Making public health part of drug policy

Monte Levine, Bremerton
| Kitsap Sun

This past election Oregon’s Measure 110 passed, decriminalizing all drugs. People in possession of small amounts will be given a choice of paying a fine or getting a drug evaluation and entering treatment if needed. Tax money from the legal sale of cannabis will be dedicated to paying for much needed treatment.

Portugal initiated a decriminalization program in 2001 with surprising results, a substantial decrease in the use of all drugs, addiction and overdose deaths. Decriminalization is a Public Health model for our nation’s drug policy rather than one that is based in Criminalization.

Our current paradigm affects communities of color and poverty considerably more than others in our society. Money spent on prosecutions and incarceration will substantially decrease, allowing more resources to go into programs that address the root causes of substance abuse in our state and lowering the incidence of overdose deaths.

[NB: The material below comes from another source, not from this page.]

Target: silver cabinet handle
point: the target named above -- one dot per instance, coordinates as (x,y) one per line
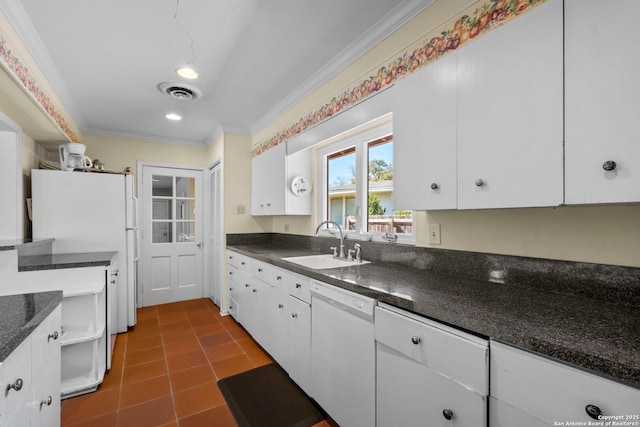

We are making strides in the distribution of Naloxone, an opioid antagonist that reverses overdose and decreases deaths. The pandemic has increased overdoses throughout the country, including in our county. Kitsap was the first county in Washington to have Naloxone available, now for over 15 years. No matter how much is distributed, deaths will continue to occur because drug use is a hidden behavior and one cannot use Naloxone on one’s self. Besides, more people in our state die from stimulant overdoses than opioid ones.

We need to contact our legislators and ask that they examine how we can move towards a public health model of drug policy. With decriminalization more people will get treatment.